Tellingly, within days of launching, the Halo subreddit exploded with complaints about the absence of anti-cheat measures. “I’ve played Halo since day one of the original,” one user wrote, “There is always someone with a modded controller, or [several players] who come in as a group and troll instead of playing to the objective, but never have I EVER seen cheating on this scale.” More than a few gamers—and games publications—have strongly suggested making crossplay optional in order to insulate console players from the fairness issues endemic to PC play.
Whatever the case, kernel drivers (or the absence thereof) are only a piece of the puzzle that keeps multiplayer games fair. “Good security comes in layers,” Sereday says. Game design itself plays a big part in incentivizing positive behavior, while it can also make restarting a fresh character after a ban extra painful. Binary protection—which makes games more difficult to crack open, thereby limiting cheaters’ ability to reverse-engineer them—can act as a first line of defense. It’s something Sereday and Mulasmajic are embarking on in their new venture, Byfron.
Then there are detection methods, which look for what’s happening in the system state and decide if anything seems off. Machine learning makes sure players are acting like humans rather than bots. Device IDs make it harder for banned players to make new accounts with the same hardware. And the nuclear option—lawsuits—are employed to take down cheating rings when they’re discovered. These are only a few of the tools games companies have had to build to ensure some level of fairness in the modern age. But somehow kernel drivers have become both a buzzword and a boogeyman.

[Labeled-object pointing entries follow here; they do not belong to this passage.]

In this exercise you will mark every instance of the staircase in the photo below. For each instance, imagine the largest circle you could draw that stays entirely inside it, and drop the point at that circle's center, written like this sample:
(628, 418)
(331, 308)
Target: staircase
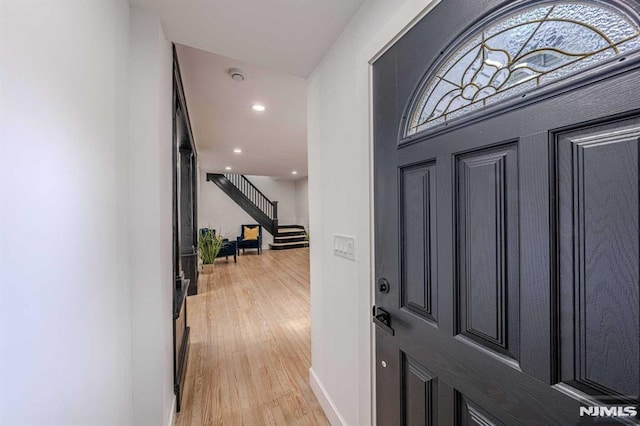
(288, 237)
(247, 196)
(261, 209)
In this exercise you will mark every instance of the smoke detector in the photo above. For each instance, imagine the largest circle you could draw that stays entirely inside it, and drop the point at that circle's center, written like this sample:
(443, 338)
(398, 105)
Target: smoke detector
(236, 74)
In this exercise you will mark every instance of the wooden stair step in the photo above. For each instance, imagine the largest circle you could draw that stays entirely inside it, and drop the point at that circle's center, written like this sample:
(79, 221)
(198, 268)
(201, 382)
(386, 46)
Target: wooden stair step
(284, 246)
(285, 238)
(286, 230)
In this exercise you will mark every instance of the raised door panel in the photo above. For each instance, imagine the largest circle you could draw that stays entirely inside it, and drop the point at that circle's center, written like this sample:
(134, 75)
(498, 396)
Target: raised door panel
(487, 248)
(418, 222)
(599, 266)
(419, 394)
(469, 413)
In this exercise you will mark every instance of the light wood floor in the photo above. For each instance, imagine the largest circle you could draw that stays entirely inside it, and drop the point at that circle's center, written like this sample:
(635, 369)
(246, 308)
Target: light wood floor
(250, 344)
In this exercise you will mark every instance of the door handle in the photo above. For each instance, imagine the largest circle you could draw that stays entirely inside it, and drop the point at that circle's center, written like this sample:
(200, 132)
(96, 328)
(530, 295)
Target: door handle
(382, 319)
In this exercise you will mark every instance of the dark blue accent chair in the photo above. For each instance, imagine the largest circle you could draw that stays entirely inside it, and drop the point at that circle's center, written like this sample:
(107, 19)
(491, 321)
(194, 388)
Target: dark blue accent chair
(250, 244)
(228, 249)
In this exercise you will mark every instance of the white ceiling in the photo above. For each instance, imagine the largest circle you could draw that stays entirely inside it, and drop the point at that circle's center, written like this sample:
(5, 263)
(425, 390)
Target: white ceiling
(273, 143)
(290, 36)
(277, 43)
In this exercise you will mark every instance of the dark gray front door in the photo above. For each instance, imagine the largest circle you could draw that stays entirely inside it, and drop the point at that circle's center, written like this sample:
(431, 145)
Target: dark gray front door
(506, 238)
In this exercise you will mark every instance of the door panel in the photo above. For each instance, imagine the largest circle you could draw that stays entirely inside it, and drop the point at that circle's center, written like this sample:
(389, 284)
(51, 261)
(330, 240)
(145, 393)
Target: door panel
(599, 258)
(510, 245)
(420, 393)
(418, 191)
(487, 247)
(470, 414)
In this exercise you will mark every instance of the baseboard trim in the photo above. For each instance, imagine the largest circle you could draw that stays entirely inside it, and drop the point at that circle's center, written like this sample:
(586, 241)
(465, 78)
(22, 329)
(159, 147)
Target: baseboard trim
(172, 413)
(329, 408)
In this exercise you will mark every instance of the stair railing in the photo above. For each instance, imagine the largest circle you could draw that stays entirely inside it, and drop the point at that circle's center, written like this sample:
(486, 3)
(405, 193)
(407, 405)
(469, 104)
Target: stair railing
(244, 185)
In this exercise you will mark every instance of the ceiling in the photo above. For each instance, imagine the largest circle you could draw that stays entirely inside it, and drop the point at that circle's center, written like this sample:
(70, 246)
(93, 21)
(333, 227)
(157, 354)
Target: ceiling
(273, 142)
(277, 43)
(289, 36)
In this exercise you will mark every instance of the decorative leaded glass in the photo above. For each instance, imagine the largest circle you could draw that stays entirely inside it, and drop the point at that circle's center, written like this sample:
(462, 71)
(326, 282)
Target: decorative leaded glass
(520, 52)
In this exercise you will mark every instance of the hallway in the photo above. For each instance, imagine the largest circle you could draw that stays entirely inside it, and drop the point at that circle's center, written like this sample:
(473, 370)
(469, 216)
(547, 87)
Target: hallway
(250, 344)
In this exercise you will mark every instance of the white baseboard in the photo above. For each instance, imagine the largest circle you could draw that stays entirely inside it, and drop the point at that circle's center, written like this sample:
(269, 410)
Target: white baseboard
(172, 414)
(330, 410)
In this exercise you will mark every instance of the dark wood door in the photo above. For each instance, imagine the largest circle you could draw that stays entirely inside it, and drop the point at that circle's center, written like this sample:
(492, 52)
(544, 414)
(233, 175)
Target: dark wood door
(506, 243)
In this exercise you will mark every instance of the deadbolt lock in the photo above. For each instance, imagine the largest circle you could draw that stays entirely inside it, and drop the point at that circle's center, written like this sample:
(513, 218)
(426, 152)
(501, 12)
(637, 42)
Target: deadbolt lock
(383, 285)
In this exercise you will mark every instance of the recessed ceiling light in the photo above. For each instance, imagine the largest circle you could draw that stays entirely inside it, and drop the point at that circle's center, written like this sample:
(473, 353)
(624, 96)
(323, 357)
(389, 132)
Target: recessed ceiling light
(236, 74)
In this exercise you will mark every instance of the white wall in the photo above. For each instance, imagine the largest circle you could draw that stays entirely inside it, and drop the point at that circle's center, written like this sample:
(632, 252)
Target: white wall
(339, 155)
(65, 297)
(302, 202)
(150, 219)
(216, 210)
(85, 215)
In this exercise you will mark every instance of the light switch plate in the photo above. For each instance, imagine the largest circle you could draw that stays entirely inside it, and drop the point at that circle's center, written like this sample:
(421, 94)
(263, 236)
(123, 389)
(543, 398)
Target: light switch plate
(344, 246)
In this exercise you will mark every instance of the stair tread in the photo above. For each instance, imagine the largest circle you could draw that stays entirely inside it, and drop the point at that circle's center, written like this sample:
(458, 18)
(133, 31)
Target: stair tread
(289, 244)
(281, 229)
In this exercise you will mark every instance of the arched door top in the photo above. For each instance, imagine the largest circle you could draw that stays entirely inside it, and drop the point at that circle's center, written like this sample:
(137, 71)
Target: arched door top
(525, 48)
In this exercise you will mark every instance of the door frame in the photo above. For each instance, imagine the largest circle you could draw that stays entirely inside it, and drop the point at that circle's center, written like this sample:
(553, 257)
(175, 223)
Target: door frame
(397, 26)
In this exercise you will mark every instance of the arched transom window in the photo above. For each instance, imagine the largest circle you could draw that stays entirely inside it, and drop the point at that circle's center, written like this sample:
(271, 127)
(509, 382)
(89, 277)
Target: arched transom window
(526, 49)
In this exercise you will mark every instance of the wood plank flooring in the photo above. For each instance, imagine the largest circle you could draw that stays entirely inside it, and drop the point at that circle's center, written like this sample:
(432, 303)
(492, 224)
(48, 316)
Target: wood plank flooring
(251, 344)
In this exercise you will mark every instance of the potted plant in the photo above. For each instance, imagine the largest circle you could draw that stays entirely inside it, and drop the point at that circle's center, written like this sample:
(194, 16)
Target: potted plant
(209, 245)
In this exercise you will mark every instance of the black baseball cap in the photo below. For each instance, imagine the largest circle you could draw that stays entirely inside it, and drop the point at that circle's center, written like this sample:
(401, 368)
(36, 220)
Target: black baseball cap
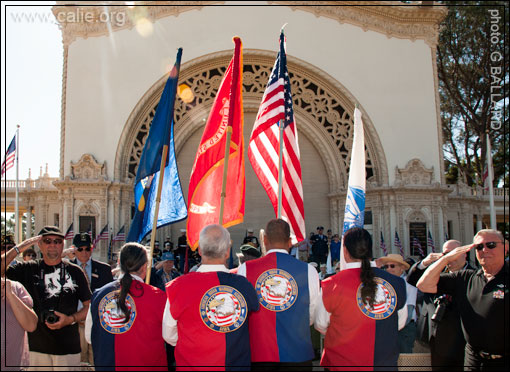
(51, 230)
(81, 240)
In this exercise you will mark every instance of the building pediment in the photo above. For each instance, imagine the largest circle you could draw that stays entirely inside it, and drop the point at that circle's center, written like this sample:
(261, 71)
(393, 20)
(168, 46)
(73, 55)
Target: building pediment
(414, 174)
(88, 169)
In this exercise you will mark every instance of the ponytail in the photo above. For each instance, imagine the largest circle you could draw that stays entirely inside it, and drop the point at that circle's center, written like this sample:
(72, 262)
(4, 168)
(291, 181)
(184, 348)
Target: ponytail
(358, 243)
(132, 257)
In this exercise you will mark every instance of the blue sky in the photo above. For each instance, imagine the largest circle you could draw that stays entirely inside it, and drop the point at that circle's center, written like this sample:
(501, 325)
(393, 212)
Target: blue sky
(31, 85)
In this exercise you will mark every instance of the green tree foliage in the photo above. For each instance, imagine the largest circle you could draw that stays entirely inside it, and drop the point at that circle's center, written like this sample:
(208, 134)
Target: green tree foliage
(467, 59)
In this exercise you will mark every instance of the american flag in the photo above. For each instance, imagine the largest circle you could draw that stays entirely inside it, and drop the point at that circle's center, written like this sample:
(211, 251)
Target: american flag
(417, 246)
(399, 245)
(103, 235)
(383, 246)
(264, 147)
(121, 236)
(69, 233)
(430, 243)
(10, 156)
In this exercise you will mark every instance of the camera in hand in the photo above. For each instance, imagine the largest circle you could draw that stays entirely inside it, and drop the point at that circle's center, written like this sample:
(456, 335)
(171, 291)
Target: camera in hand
(50, 316)
(441, 303)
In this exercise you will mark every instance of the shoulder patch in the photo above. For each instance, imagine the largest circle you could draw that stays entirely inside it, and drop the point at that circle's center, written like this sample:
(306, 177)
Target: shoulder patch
(223, 309)
(385, 301)
(111, 316)
(277, 290)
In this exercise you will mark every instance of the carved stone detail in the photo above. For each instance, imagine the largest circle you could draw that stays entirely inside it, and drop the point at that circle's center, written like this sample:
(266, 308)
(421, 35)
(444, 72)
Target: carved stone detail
(402, 19)
(315, 100)
(88, 169)
(414, 174)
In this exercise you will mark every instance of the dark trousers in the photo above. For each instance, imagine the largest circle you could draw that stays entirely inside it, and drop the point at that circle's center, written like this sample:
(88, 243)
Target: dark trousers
(282, 366)
(474, 362)
(441, 359)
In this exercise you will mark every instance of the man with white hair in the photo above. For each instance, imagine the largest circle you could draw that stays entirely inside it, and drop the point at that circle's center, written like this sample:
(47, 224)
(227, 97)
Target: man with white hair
(206, 315)
(482, 298)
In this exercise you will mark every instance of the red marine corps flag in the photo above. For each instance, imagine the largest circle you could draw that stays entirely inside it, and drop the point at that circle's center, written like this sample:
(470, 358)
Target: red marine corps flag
(205, 186)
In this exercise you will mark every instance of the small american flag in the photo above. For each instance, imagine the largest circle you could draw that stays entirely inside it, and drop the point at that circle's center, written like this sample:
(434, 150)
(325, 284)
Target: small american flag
(10, 156)
(417, 246)
(399, 245)
(103, 235)
(69, 233)
(264, 147)
(430, 242)
(121, 236)
(383, 246)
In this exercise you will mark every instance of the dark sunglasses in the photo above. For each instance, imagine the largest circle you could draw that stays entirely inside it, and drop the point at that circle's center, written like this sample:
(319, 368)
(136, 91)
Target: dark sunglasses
(54, 241)
(489, 245)
(80, 249)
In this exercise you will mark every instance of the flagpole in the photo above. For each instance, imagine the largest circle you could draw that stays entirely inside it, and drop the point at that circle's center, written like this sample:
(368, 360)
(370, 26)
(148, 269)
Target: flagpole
(156, 211)
(225, 172)
(491, 185)
(17, 227)
(280, 170)
(233, 94)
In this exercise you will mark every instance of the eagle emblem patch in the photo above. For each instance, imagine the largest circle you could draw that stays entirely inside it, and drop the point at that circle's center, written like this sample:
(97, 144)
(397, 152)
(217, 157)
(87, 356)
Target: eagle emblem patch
(277, 290)
(385, 301)
(223, 309)
(112, 318)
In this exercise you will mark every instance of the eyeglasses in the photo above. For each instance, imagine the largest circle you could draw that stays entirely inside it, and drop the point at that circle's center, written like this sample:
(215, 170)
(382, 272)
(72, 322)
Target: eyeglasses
(52, 241)
(489, 245)
(81, 249)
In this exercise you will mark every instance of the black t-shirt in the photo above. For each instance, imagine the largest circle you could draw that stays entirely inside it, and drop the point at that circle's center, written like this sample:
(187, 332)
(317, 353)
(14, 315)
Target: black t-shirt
(483, 306)
(53, 288)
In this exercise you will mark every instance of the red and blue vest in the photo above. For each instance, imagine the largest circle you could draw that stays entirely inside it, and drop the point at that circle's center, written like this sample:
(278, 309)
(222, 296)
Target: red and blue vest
(280, 330)
(211, 310)
(137, 344)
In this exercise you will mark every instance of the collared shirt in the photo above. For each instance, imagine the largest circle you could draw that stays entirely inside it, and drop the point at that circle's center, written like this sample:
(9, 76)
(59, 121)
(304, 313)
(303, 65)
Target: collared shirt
(87, 268)
(169, 323)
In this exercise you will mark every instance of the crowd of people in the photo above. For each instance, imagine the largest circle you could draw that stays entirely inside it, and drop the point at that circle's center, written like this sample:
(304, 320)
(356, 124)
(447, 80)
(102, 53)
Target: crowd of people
(199, 313)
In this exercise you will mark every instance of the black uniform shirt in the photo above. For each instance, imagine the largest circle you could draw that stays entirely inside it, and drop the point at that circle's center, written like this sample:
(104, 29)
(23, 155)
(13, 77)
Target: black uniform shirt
(483, 306)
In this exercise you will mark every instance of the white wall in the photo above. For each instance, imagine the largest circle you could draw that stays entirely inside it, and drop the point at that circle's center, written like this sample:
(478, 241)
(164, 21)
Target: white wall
(392, 79)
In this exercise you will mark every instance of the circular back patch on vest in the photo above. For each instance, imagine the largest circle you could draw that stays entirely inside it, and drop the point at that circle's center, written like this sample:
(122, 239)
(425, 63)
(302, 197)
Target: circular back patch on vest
(277, 290)
(385, 300)
(112, 318)
(223, 309)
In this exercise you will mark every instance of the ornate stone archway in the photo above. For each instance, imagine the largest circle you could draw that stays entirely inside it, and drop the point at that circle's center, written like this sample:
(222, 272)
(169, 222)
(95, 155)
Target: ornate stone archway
(322, 107)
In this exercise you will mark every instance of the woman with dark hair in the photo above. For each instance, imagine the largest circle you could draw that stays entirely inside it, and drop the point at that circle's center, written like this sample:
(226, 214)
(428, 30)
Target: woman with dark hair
(124, 322)
(360, 310)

Once a critical mass of players believes their losses stem from another person’s unfair advantage, trust is exceedingly difficult to recover. The same applies to preventative measures; the most elegant piece of code will still fail if consumers are reluctant to go along with it. If cheaters continue to escalate their tactics, security engineers may respond in kind, potentially with even more invasive systems. It ultimately comes down to balancing necessity, cost, risk, and perception.
“When we evaluate a new piece of anti-cheat technology, that’s kind of the criteria that we’re assessing,” Chamberlain says. “How are players and the public in general going to react to this idea? Like, are they comfortable with this tradeoff? Sometimes the answer is going to be no.”